ELK Stack Setup in Azure to Fetch Data From EventHub

Reveation Labs
7 min readOct 14, 2020

Prerequisites

1. Basic knowledge about the ELK(Elastic Search, Logstash, Kibana).

2. Familiars with Azure Portal & you must have Azure Account

Basic Intro About Used Services

Elasticsearch is a real-time, distributed storage, search, and analytics engine. It can be used for many purposes, but one context where it excels is indexing streams of semi-structured data, such as logs or decoded network packets.

Logstash is an open-source data collection engine with real-time pipelining capabilities. Logstash can dynamically unify data from disparate sources and normalize the data into destinations of your choice.

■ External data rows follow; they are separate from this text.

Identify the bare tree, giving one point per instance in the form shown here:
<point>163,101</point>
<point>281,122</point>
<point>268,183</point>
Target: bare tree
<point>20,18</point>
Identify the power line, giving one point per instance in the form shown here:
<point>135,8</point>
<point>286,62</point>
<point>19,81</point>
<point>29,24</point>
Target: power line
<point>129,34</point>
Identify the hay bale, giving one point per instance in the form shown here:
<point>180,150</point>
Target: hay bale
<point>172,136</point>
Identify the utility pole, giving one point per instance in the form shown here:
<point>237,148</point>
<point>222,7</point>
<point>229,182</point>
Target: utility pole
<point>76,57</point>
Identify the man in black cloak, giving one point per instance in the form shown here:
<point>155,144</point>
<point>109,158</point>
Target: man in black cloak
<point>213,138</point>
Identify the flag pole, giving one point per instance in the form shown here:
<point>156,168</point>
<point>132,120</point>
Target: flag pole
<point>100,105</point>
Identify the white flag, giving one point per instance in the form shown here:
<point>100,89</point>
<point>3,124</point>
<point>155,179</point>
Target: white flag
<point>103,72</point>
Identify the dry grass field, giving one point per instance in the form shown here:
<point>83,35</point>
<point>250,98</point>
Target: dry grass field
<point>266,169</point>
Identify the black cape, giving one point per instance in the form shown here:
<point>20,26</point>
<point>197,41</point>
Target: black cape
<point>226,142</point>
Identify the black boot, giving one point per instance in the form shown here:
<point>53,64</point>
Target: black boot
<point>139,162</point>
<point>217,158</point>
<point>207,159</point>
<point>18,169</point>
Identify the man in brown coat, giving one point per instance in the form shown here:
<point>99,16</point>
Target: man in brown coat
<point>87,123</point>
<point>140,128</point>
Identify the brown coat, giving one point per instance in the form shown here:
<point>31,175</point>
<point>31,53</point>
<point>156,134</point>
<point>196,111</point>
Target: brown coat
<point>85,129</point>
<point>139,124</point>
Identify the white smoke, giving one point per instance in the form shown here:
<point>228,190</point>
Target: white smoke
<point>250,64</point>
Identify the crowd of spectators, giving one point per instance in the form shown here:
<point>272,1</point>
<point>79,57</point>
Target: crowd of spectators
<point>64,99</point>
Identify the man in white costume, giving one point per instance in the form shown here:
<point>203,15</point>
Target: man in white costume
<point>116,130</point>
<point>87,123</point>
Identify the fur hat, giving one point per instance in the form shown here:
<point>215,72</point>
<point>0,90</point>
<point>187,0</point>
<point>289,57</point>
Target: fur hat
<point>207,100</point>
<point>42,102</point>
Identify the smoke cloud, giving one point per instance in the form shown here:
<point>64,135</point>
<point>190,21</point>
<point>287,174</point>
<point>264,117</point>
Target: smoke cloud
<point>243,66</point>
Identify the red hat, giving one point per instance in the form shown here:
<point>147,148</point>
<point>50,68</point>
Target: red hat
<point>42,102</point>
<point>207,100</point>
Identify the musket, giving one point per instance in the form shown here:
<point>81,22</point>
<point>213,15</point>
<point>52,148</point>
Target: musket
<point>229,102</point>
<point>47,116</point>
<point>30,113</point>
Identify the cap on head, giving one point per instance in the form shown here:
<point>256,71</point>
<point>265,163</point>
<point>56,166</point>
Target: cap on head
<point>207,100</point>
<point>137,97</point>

Cleanse and democratize all your data for diverse advanced downstream analytics and visualization use cases.

Kibana is an open-source analytics and visualization platform designed to work with Elasticsearch. You use Kibana to search, view, and interact with data stored in Elasticsearch indices. You can easily perform advanced data analysis and visualize your data in a variety of charts, tables, and maps.

Azure Event Hubs is a big data streaming platform and event ingestion service. It can receive and process millions of events per second. Data sent to an event hub can be transformed and stored by using any real-time analytics provider or batching/storage adapters.

Let’s Start!!!

1.Login to the Azure portal using the mentioned link. https://portal.azure.com/

2. In the portal, search bar type “Elasticseach(Self-Managed)” and find in market place section & click it.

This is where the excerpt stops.